Politics infects science at CDC, FDA
Further evidence of how far America’s premier science offices have fallen from grace in the Trump era came this week when a top U.S. health official accused scientists at the 74-year-old Centers for Disease Control and Prevention of sedition.
Seriously. Trump loyalist Michael Caputo — named in April as chief spokesman for the Department of Health and Human Services, which oversees the CDC — used a Facebook video to claim that federal scientists are plotting rebellion against the president.
It remains unclear what to make of Caputo and his bizarre conspiracy theories (which included warning about a postelection armed leftist revolt). But his rant is the latest chapter in a campaign by the Trump administration to politicize both the CDC and the Food and Drug Administration.
Why do that? Because with the U.S. COVID death toll approaching 200,000 the president is left with either touting a series of overblown science accomplishments, or undermining scientific proof of his mismanagement.
It’s true that both agencies stumbled at the pandemic’s outset. The CDC took weeks to develop a diagnostic test for COVID and the FDA was slow to approve alternative testing modules, leaving the U.S. flying blind as the virus was silently spreading.
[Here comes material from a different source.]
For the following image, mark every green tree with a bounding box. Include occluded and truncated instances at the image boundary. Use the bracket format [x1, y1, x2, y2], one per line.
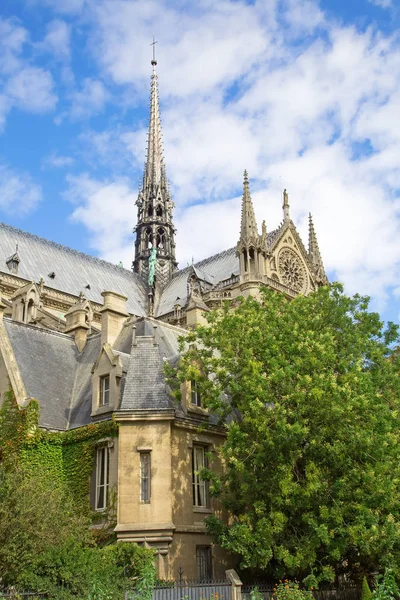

But their research and expertise remain vital for understanding how best to respond to a deadly virus and treat its terrible sickness.
The White House has undermined both agencies.
Dr. Nancy Messonnier, director of the CDC’s National Center for Immunization and Respiratory Diseases, was largely muzzled after presciently warning in February that Americans might have to social distance and “disruption of everyday life might be severe.” Later, Trump mocked the CDC’s recommendation of wearing masks and, in April, pressed states to reopen despite their failure to comply with careful guidelines for doing so.
The agency has bent to Trump’s pressure tactics. After the administration publicly trashed its guidelines for reopening schools, the CDC dutifully watered them down. And after Trump called for less COVID testing, the CDC in August altered its guidelines in a way that would result in that very thing.
Meanwhile, Caputo — a political operative lacking in scientific training — set himself up as a gatekeeper between the agency’s top health officials and major media organizations trying to inform the public.
More recently, Caputo and others at HHS demanded the right to review, alter or block the release of respected CDC research known as Morbidity and Mortality Weekly Reports that have tracked COVID’s spread and discussed a questionable, Trump-promoted treatment.
The FDA also has not escaped White House meddling. Ever eager for a pandemic quick-fix, Trump began pushing hydroxychloroquine, an anti-malaria drug, as “game-changer” therapy in March. The FDA approved the drug for emergency use, only to reverse itself later when studies showed the drug of no benefit against the virus and potentially harmful.
In August, on the eve of the Republican National Convention, Trump pressed for and received emergency authorization for convalescent plasma as a COVID-19 treatment. FDA Commissioner Stephen Hahn hailed the therapy with grossly overstated statistics, for which he later had to apologize.
The president’s win-at-any-cost playbook is shredding the reputations of two vaunted government science agencies, just when Americans have to rely on them to make the best, sciencebased decisions about the approval and distribution of life-saving vaccines and treatments.